Dr Golding’s letter about our planned surface mine at Highthorn in Northumberland (The Journal, Tuesday 7 April 2020) purposefully ignores an enormous elephant in the room, which is that even when we stop using coal to make electricity in 2024, we will still need around five million tonnes every year in the UK for essential industrial uses, including the production of raw steel and cement.
Of course the greenhouse gas emissions released by these processes will be the same wherever the coal comes from, but Banks Mining can achieve significant savings in emissions by ensuring that the coal is mined in the most efficient way possible and by minimising the distance that the coal has to be transported to its end user – and during a ‘climate emergency,’ we surely need to take every opportunity available to make such savings.

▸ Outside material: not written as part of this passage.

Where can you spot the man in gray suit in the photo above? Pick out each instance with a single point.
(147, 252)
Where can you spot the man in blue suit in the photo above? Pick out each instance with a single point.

In 2019, the UK imported 6.9 million tonnes of coal – a staggering 86% of our nation’s annual coal demand.
Imported coal is transported over thousands of miles, with 37% being dragged five to six thousand miles from Russia and the bulk of the remainder coming from the US, Colombia and Australia.
Dr Golding’s dismissiveness of the potential carbon savings from reducing transportation distances is somewhat misleading, as transportation to the UK from Russia of the three million tonnes of coal that would be mined at Highthorn would contribute an additional 140 to 170 thousand tonnes of unnecessary CO2 emissions.
That is the equivalent to all the greenhouse gas emissions from Newcastle City Council for well over two years – hardly an insignificant saving, Dr Golding.
At the 2017 public inquiry into the Highthorn project, Friends of The Earth and Dr Golding incorrectly argued that Highthorn coal would create a surplus in UK domestic requirements, but the government-appointed planning inspector rightly concluded that there was ‘no evidential basis for FoE’s conclusion.’
Mining companies are businesses that only mine coal when there is a need. If we are permitted to contribute towards the UK’s demand for industrial coal and fireclay from our proposed mines at Highthorn and Dewley Hill, it defies logic to conclude that an equivalent amount of coal would still be mined overseas.
Where is the environmental or economic sense in sourcing our supplies of coal from thousands of miles away when it is readily available to be mined efficiently and safely here in the north east much closer to our UK customers?
The current national emergency has made retaining ready access to the essential resources that UK industry needs even more important than before, while further increasing reliance on overseas supplies makes the country vulnerable to supply chain interruptions and price hikes that are out of our control.
The Highthorn planning inspector concluded in his inquiry report that “there would be an economic advantage for the UK in using indigenous coal, and possible savings in transport emissions” and that the planning application ought to be approved.
It remains hugely frustrating that our much-needed investment and job creation plans have been held up for almost four years, and for the sake of the regional economy, our highly skilled North East workforce and the global climate, we hope the secretary of state decides soon to allow us to start work at Highthorn.
Mark Dowdall, environment and community director, The Banks Group
The above letter appeared in the hard copy version of The Journal on Thursday 16 April 2020. We would like to take this opportunity to record our thanks to The Journal’s editorial team for giving us this further right of reply.